And so the problems for a potential leader country, for one that becomes part of what I think we’re now supposed to call the Global North, are different than those of the rapid development of cultures of engineering practice that you know can be built, and that you know exist, and you know are highly productive, because you can look abroad at other countries and see them.

The problems of a leader country are problems of distribution, are problems of building capital, both human and physical, and are problems of figuring out what the best industries of the future are going to be.

And so starting, I guess, after the Civil War, as the United States is now a leader country, as the pragmatic problems the economy faces change, the pragmatic economic policy response changes as well.

They are the problems of how do you manage to knit the country together as a single economic entity to take advantage of economies of scale. And the answer is to throw money at railroads, in a highly corrupt but very effective way: to get a dense network of railroads built across the country, after which the problem is you’ve now enriched these railroad barons. And they have substantial monopoly power.

Well, the pragmatic response is all of a sudden to forget that they are simply exercising the property rights that you gave them, and instead to establish an anti-trust policy. To break up monopolies that you yourself have created in rails, and also to adopt rate regulation. To establish an inter-state commerce commission so that the small farmer trying to bargain with a monopolistic railroad has the government on their side to some degree.

There’s a belief that you should democratise the ownership of property, so instead of selling off the land not given away to the railroads to the highest bidder, the Republicans under Lincoln and his successors developed the Homestead Act – a very Jeffersonian tack for a party in the late 19th Century. That maybe Jefferson was wrong in saying that yeoman farmers are the only potential source of virtue, but still creating a society in which lots of people have lots of forms of property, and lots of potential independence, is a very good policy if you’re worrying about distribution now, rather than just about growing production.

Hence the way that the prairies were settled.

And then for those of us who aren’t going to live on the prairies, well, we have land grant universities. Up until Clark Kerr left the chancellorship, presidency of the University of California in the 1970s, when he was, as he said, fired with enthusiasm, just as he had originally taken the job two decades before, when he had been fired with enthusiasm to take it in a different sense, up until the end of Clark Kerr’s tenure, the idea in California and throughout the United States was that the government should provide you with as much education as you could stand and as you could benefit from for free, as far as tuition was concerned.
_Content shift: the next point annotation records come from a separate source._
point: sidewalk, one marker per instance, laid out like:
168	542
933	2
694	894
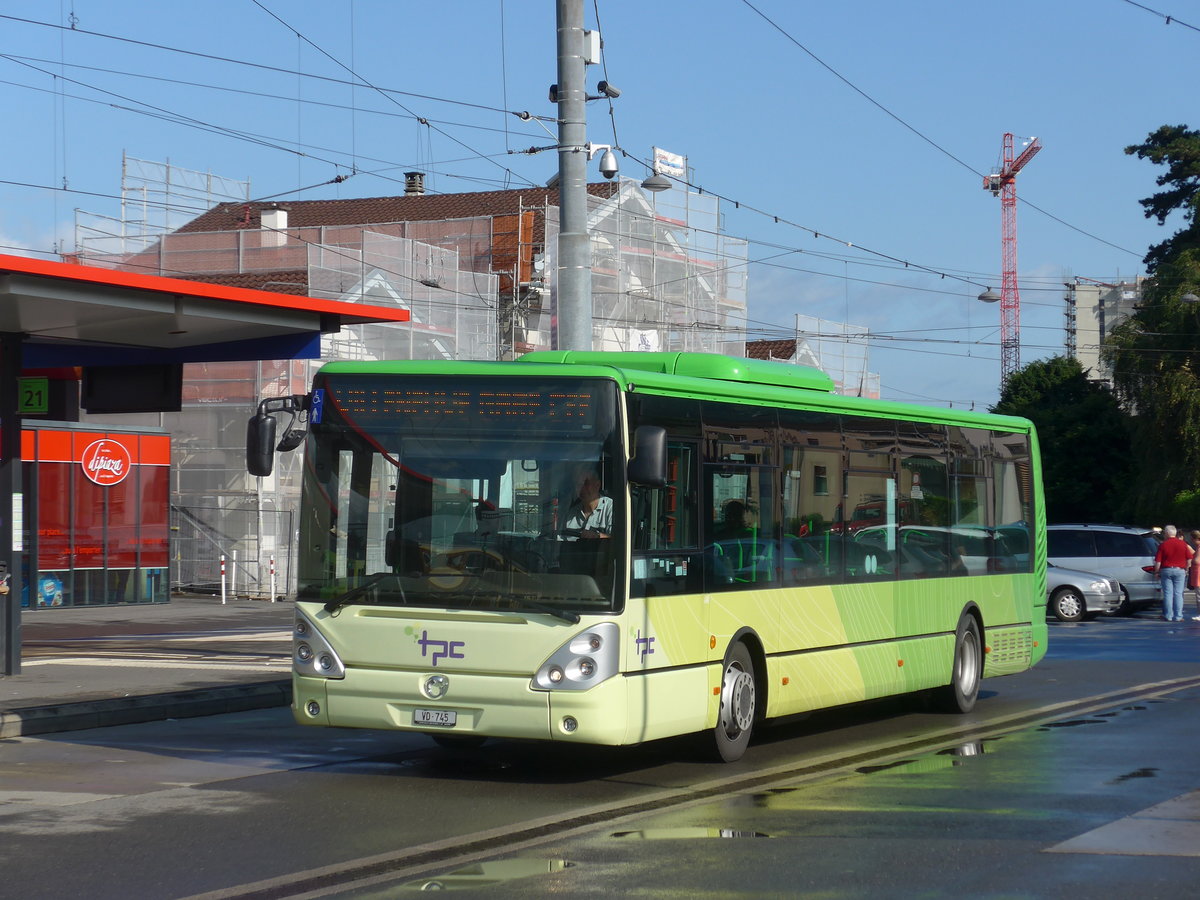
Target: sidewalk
87	667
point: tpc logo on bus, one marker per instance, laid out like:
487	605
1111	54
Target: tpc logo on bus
442	649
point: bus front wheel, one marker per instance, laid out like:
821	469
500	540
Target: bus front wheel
960	694
735	721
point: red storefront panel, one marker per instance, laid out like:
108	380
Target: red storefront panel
101	515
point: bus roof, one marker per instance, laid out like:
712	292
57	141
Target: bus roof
697	375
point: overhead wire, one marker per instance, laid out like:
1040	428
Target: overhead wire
1168	19
366	83
921	135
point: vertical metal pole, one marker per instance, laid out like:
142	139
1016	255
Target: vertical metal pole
10	490
574	249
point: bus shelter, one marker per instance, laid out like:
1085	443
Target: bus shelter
137	330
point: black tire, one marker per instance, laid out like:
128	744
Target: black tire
739	705
966	673
1068	605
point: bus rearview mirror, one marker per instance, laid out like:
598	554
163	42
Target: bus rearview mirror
261	444
649	463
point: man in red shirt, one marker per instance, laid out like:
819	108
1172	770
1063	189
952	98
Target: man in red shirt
1171	567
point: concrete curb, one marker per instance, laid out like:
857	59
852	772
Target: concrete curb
145	708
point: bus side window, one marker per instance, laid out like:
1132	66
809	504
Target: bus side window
666	558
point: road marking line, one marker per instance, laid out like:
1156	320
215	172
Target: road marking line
198	664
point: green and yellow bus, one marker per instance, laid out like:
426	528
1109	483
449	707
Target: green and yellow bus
616	547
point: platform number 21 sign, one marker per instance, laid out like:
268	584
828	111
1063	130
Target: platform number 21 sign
34	396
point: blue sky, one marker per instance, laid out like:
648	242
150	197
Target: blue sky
869	121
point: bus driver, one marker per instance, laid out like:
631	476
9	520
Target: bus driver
591	513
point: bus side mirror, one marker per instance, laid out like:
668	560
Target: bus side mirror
261	444
649	463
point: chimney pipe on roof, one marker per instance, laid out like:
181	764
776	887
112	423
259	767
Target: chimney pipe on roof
275	221
414	183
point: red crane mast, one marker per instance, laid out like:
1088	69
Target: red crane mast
1003	184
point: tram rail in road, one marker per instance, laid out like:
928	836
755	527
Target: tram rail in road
419	861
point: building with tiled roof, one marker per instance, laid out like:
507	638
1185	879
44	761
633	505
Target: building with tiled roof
478	273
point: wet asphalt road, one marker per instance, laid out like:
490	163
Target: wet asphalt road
886	799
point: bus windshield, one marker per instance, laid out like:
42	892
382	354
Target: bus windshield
465	493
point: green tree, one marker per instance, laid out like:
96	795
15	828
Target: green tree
1155	354
1177	148
1084	435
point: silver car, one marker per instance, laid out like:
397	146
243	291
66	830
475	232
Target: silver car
1119	552
1073	595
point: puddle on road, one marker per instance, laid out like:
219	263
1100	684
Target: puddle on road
658	834
941	760
481	875
1137	773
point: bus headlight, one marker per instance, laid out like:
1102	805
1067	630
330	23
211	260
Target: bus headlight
311	653
586	660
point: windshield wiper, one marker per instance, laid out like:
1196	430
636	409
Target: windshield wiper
508	603
337	603
564	615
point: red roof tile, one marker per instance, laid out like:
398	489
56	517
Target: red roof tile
771	349
369	210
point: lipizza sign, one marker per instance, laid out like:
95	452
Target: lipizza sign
106	462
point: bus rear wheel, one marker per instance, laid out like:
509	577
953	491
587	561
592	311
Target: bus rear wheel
735	721
960	695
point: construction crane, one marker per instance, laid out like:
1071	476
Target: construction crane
1003	184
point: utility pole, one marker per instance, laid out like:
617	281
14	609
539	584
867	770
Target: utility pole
574	307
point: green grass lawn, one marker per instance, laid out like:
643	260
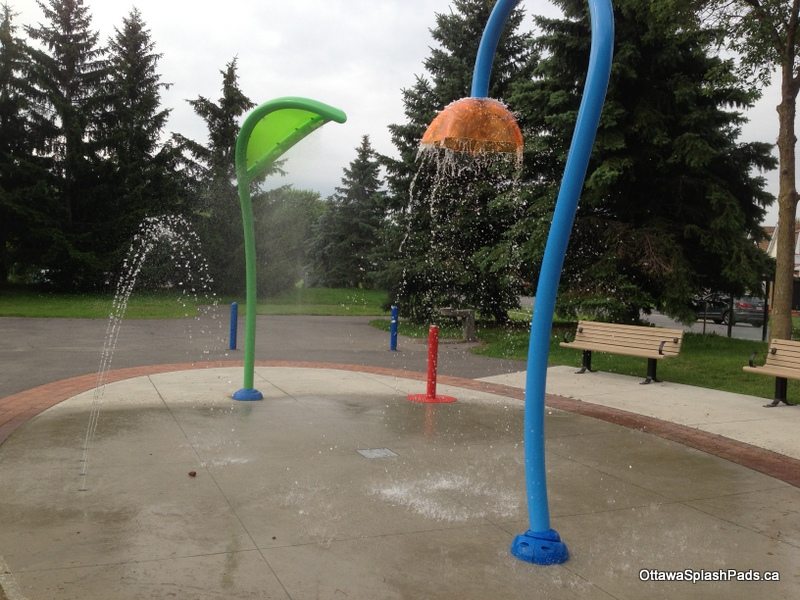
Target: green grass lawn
709	361
21	302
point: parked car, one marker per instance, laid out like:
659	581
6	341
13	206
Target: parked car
746	309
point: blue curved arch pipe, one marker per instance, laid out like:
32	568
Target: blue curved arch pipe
541	544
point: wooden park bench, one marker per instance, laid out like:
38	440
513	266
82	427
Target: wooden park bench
783	363
652	343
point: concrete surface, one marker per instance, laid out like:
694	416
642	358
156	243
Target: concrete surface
37	351
734	416
283	506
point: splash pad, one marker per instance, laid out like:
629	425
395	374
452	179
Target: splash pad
478	125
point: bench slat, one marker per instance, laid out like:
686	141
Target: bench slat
638	329
627	350
632	340
628	341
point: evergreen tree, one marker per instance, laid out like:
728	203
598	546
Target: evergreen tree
766	36
348	237
211	165
464	220
670	205
23	174
68	72
284	218
139	174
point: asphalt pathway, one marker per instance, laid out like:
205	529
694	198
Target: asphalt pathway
38	351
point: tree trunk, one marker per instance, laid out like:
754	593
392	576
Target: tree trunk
787	208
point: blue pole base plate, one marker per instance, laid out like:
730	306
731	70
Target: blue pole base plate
247	394
540	547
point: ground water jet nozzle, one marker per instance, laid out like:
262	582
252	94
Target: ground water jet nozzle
267	132
477	124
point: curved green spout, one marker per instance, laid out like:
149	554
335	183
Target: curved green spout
267	132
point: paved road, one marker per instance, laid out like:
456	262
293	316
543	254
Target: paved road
37	351
742	332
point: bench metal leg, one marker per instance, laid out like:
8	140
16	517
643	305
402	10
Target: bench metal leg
586	363
651	372
781	383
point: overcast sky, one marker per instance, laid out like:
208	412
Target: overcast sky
354	54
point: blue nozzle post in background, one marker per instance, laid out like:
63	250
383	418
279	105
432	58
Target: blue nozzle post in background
393	329
234	325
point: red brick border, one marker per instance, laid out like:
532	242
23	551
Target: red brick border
19	408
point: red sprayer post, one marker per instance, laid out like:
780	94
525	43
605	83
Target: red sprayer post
433	359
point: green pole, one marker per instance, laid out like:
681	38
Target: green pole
267	132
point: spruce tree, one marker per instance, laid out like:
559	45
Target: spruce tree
346	247
445	232
670	205
211	166
284	218
68	71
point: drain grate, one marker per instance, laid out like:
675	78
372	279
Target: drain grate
376	453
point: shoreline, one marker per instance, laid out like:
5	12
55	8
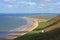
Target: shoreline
23	31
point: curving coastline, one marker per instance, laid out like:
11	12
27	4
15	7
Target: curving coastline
22	31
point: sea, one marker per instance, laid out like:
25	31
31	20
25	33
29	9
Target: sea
10	23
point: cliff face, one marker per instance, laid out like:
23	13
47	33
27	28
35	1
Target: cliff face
53	24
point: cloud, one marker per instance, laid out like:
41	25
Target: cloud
14	0
9	0
6	0
48	0
28	3
10	6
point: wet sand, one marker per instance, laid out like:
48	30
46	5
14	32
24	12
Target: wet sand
23	31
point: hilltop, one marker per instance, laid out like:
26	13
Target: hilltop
51	31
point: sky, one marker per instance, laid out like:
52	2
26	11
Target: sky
29	6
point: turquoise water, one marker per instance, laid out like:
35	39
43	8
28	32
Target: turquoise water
12	24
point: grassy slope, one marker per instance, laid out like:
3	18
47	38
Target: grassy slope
51	31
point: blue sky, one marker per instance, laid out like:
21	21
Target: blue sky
29	6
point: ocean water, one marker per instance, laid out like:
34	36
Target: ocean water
9	24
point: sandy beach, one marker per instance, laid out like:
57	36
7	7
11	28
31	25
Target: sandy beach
23	31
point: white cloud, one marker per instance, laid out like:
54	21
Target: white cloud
6	0
28	3
14	0
48	0
10	6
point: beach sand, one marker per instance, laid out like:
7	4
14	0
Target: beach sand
23	31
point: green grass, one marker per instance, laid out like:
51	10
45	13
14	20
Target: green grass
53	27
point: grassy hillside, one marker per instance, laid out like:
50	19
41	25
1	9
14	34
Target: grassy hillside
51	28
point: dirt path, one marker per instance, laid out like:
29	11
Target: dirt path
23	31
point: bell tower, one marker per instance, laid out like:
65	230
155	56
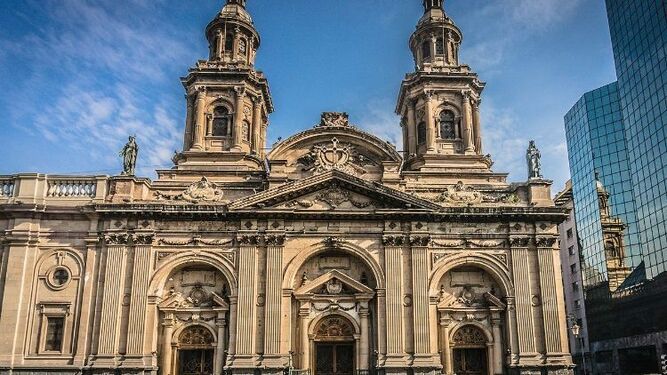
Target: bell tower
439	102
228	100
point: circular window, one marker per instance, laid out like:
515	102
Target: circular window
58	278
That we wanted people to build their human capital. We thought that yes, if they build their human capital they’ll get richer, but they will also be a benefit to their fellow citizens, and we also want there to be powerful and easy roads to upward mobility, as opposed to smart but poor people having to graduate from college with current debt loads in the six figures, which they cannot discharge no matter how bankrupt they happen to be in the moment.

And a second course correction does indeed come with Teddy Roosevelt, who is very worried about the uses to which wealth is being put.

So we get not only the denunciations of malefactors of great wealth, and Teddy Roosevelt’s aggressive pursuit of the anti-trust case that breaks up the largest corporation in America, the Standard Oil company.

We also get the establishment of America’s national parks, we’re at the beginning of environmentalism, and very powerful good government movements in the cities, to try to greatly upgrade the quality of local government that Americans are getting.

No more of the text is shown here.